Batch processing: analyzing thousands of documents, processing support tickets
Well-defined domains: operations with clear success/failure criteria
Trusted agents: systems that have been validated through HITL/HOTL phases
Scale-critical workloads: where per-action human review is impossible

Implementation: Policy-Based Guardrails

from dataclasses import dataclass, field


@dataclass
class AgentPolicy:
    """Human-defined policies that constrain agent behavior."""
    allowed_tools: list[str] = field(default_factory=list)
    blocked_tools: list[str] = field(default_factory=list)
    max_cost_per_task: float = 10.0  # dollars
    max_steps: int = 20
    require_approval_for: list[str] = field(default_factory=list)
    output_constraints: dict = field(default_factory=dict)

    def is_tool_allowed(self, tool_name: str) -> bool:
        if self.blocked_tools and tool_name in self.blocked_tools:
            return False
        if self.allowed_tools and tool_name not in self.allowed_tools:
            return False
        return True

    def needs_approval(self, tool_name: str) -> bool:
        return tool_name in self.require_approval_for


class PolicyEnforcedAgent:
    """Agent that operates autonomously within human-defined policies."""

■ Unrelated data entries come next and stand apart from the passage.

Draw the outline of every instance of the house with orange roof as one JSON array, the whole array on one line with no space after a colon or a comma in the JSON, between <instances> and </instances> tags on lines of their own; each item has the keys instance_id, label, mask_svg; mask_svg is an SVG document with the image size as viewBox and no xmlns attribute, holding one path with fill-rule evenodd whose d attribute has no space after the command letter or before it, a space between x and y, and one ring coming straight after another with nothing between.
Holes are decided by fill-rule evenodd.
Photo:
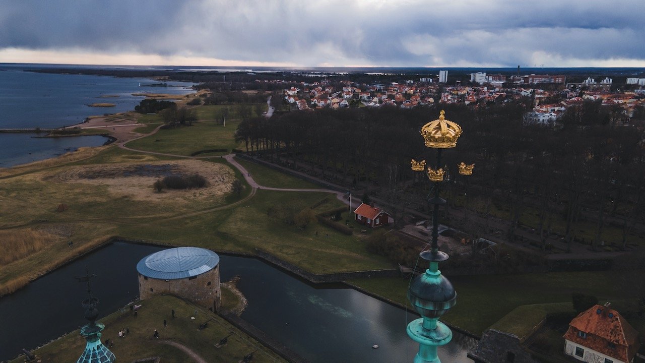
<instances>
[{"instance_id":1,"label":"house with orange roof","mask_svg":"<svg viewBox=\"0 0 645 363\"><path fill-rule=\"evenodd\" d=\"M361 203L354 209L356 222L361 224L375 228L390 223L390 214L380 208L375 208L368 204Z\"/></svg>"},{"instance_id":2,"label":"house with orange roof","mask_svg":"<svg viewBox=\"0 0 645 363\"><path fill-rule=\"evenodd\" d=\"M631 363L640 347L638 333L608 302L579 314L563 337L564 354L589 363Z\"/></svg>"}]
</instances>

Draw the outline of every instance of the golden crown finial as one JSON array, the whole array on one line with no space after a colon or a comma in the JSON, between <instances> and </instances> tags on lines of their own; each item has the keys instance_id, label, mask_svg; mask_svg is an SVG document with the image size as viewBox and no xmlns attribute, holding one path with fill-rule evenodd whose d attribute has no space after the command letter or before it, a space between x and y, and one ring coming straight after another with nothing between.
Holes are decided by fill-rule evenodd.
<instances>
[{"instance_id":1,"label":"golden crown finial","mask_svg":"<svg viewBox=\"0 0 645 363\"><path fill-rule=\"evenodd\" d=\"M472 175L473 168L475 167L475 164L468 165L462 161L459 165L457 165L457 167L459 169L459 174L462 175Z\"/></svg>"},{"instance_id":2,"label":"golden crown finial","mask_svg":"<svg viewBox=\"0 0 645 363\"><path fill-rule=\"evenodd\" d=\"M428 167L428 178L431 182L443 181L443 176L445 173L446 172L441 168L439 168L438 170L433 170L432 167Z\"/></svg>"},{"instance_id":3,"label":"golden crown finial","mask_svg":"<svg viewBox=\"0 0 645 363\"><path fill-rule=\"evenodd\" d=\"M411 162L412 164L412 170L414 171L423 171L426 169L426 161L421 160L421 161L417 161L414 159L412 159Z\"/></svg>"},{"instance_id":4,"label":"golden crown finial","mask_svg":"<svg viewBox=\"0 0 645 363\"><path fill-rule=\"evenodd\" d=\"M461 136L461 127L446 119L443 110L439 119L428 122L421 128L421 136L426 140L426 146L435 149L448 149L457 146L457 140Z\"/></svg>"}]
</instances>

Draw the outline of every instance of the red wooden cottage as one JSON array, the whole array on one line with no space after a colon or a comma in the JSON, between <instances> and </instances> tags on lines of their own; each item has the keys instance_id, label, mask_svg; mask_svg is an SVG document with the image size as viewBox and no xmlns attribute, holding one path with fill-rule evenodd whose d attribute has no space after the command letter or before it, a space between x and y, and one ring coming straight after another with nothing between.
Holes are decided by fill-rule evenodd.
<instances>
[{"instance_id":1,"label":"red wooden cottage","mask_svg":"<svg viewBox=\"0 0 645 363\"><path fill-rule=\"evenodd\" d=\"M362 203L354 211L356 222L372 228L390 223L390 214L379 208Z\"/></svg>"},{"instance_id":2,"label":"red wooden cottage","mask_svg":"<svg viewBox=\"0 0 645 363\"><path fill-rule=\"evenodd\" d=\"M630 363L640 346L638 333L608 303L580 313L564 338L565 354L590 363Z\"/></svg>"}]
</instances>

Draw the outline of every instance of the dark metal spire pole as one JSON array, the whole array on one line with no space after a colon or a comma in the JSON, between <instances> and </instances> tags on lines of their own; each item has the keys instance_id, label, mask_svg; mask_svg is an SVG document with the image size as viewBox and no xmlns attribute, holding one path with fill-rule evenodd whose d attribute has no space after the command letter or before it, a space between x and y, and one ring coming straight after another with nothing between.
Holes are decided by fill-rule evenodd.
<instances>
[{"instance_id":1,"label":"dark metal spire pole","mask_svg":"<svg viewBox=\"0 0 645 363\"><path fill-rule=\"evenodd\" d=\"M428 203L433 205L431 247L430 251L419 254L421 258L430 262L430 266L425 273L415 278L408 290L408 299L421 315L421 318L408 324L408 335L419 344L414 363L441 363L437 349L452 339L450 329L439 321L457 300L457 293L452 284L439 270L439 263L448 258L448 254L439 250L439 205L446 203L440 195L441 182L445 173L440 165L442 149L457 145L457 140L461 135L461 127L445 119L444 114L442 110L439 119L426 123L421 131L426 146L437 150L436 169L429 167L427 169L428 178L434 182L435 188L434 196L428 200ZM423 170L425 163L424 160L417 162L413 160L412 170Z\"/></svg>"},{"instance_id":2,"label":"dark metal spire pole","mask_svg":"<svg viewBox=\"0 0 645 363\"><path fill-rule=\"evenodd\" d=\"M90 322L81 328L81 335L85 338L87 342L85 350L76 363L112 363L116 359L114 354L101 342L101 332L105 328L105 326L96 322L96 319L99 317L99 310L96 308L99 304L99 299L92 296L92 287L90 285L90 279L95 276L94 274L90 275L89 269L86 266L85 276L75 277L79 282L87 282L88 297L83 301L82 305L87 309L85 311L85 319Z\"/></svg>"}]
</instances>

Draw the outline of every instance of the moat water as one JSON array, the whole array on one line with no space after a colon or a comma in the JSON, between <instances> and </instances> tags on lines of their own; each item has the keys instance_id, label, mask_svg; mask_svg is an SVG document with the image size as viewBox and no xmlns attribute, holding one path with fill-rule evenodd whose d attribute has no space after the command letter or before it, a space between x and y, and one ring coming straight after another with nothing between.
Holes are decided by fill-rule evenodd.
<instances>
[{"instance_id":1,"label":"moat water","mask_svg":"<svg viewBox=\"0 0 645 363\"><path fill-rule=\"evenodd\" d=\"M93 295L104 316L138 294L137 262L164 248L114 242L0 298L0 360L85 324L80 302L86 285L74 276L86 266L97 275ZM405 331L414 314L342 285L311 285L257 259L220 257L223 282L241 276L237 286L249 302L241 317L310 361L413 360L418 346ZM441 361L471 363L466 355L475 340L453 335L439 351Z\"/></svg>"}]
</instances>

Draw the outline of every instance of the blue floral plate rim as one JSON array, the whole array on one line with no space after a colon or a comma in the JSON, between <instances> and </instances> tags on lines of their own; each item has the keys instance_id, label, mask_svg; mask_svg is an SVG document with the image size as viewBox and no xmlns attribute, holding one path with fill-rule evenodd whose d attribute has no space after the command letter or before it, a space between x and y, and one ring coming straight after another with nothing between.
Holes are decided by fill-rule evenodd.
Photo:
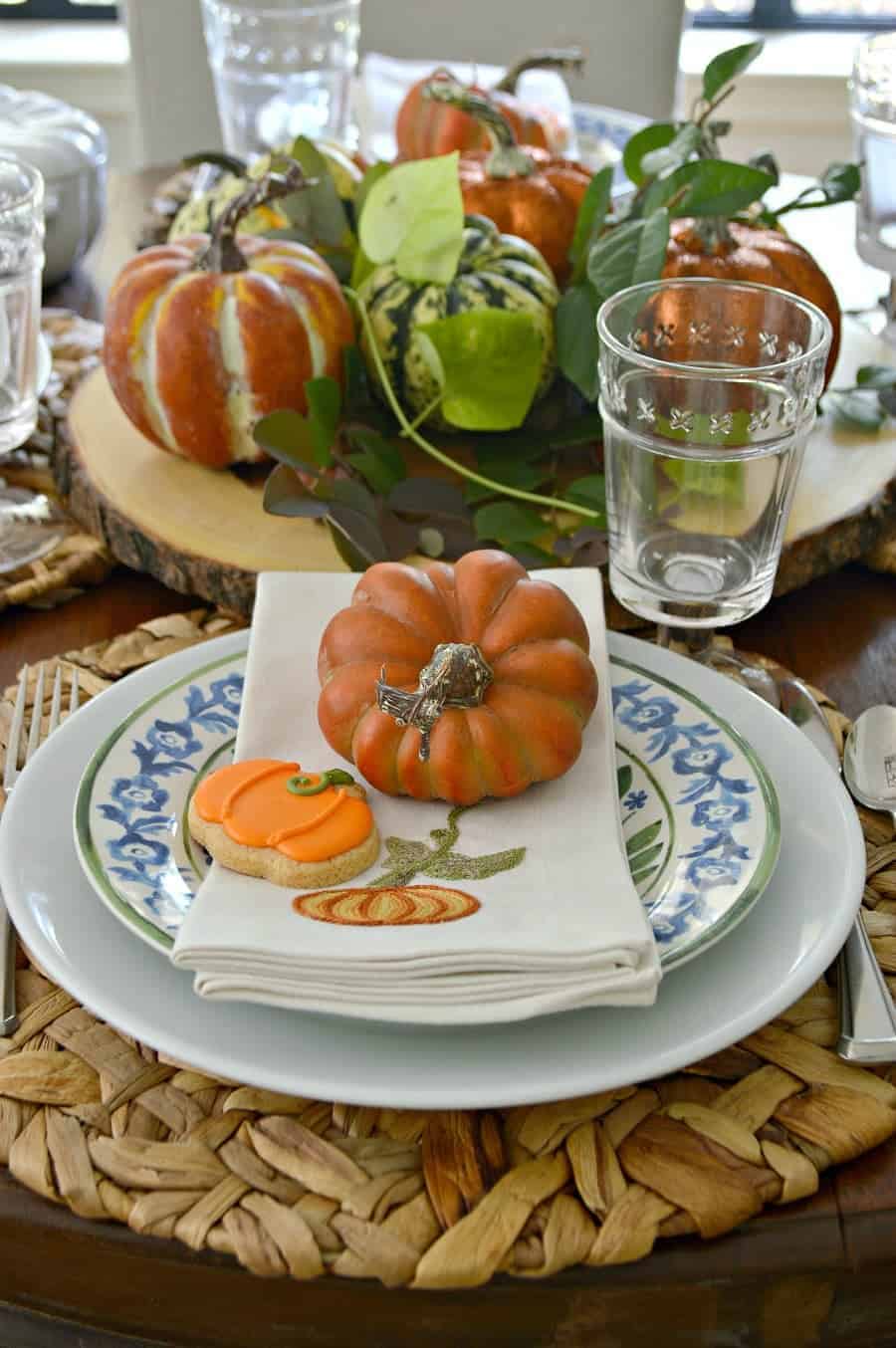
<instances>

    def __init__(self, tools: dict, policy: AgentPolicy):
        self.tools = tools
        self.policy = policy
        self.total_cost = 0.0
        self.execution_log = []

    async def run(self, query: str) -> dict:
        messages = [
            {"role": "system", "content": self._build_system_prompt()},
            {"role": "user", "content": query},
        ]

        for step in range(self.policy.max_steps):
            response = await call_llm_async(messages, self.tools)
            self.total_cost += estimate_cost(response)
            messages.append(response)

            # Policy check: cost budget
            if self.total_cost > self.policy.max_cost_per_task:
                self.execution_log.append({"event": "budget_exceeded", "step": step})
                return {"status": "budget_exceeded", "log": self.execution_log}

            if not response.tool_calls:
                return {
                    "status": "completed",
                    "answer": response.content,
                    "log": self.execution_log,
                    "total_cost": self.total_cost,
                }

            for tool_call in response.tool_calls:
                tool_name = tool_call.function.name

                # Policy check: tool allowlist/blocklist
                if not self.policy.is_tool_allowed(tool_name):
                    self.execution_log.append({
                        "event": "tool_blocked",
                        "tool": tool_name,
                        "step": step,
                    })
                    messages.append({
                        "role": "tool",
                        "tool_call_id": tool_call.id,
                        "content": f"Error: Tool '{tool_name}' is not allowed by policy.",
                    })
                    continue

                # Policy check: escalation for sensitive tools
                if self.policy.needs_approval(tool_name):
                    self.execution_log.append({
                        "event": "escalated",
                        "tool": tool_name,
                        "step": step,
                    })
                    return {
                        "status": "needs_approval",
                        "pending_tool": tool_name,
                        "pending_args": tool_call.function.arguments,
                        "log": self.execution_log,
                    }

                # Execute within policy
                result = self.tools[tool_name](
                    **json.loads(tool_call.function.arguments)
                )
                self.execution_log.append({
                    "event": "tool_executed",
                    "tool": tool_name,
                    "step": step,
                })
                messages.append({
                    "role": "tool",
                    "tool_call_id": tool_call.id,
                    "content": str(result),
                })

        return {"status": "max_steps_reached", "log": self.execution_log}

    def _build_system_prompt(self) -> str:
        allowed = ", ".join(self.policy.allowed_tools) if self.policy.allowed_tools else "all"
        blocked = ", ".join(self.policy.blocked_tools) if self.policy.blocked_tools else "none"
        return (
            f"You are an autonomous assistant operating under the following policies:\n"
            f"- Allowed tools: {allowed}\n"
            f"- Blocked tools: {blocked}\n"
            f"- Maximum steps: {self.policy.max_steps}\n"
            f"- Work within these constraints. If you cannot complete the task within policy, explain why."
        )


# Human configures the policy once
policy = AgentPolicy(
    allowed_tools=["search_docs", "read_file", "calculator"],
    blocked_tools=["delete_file", "send_email"],
    max_cost_per_task=5.0,
    max_steps=15,
    require_approval_for=["write_file"],
)

# Agent runs autonomously within those bounds
agent = PolicyEnforcedAgent(tools=all_tools, policy=policy)
result = await agent.run("Summarize all Q4 reports and calculate total revenue")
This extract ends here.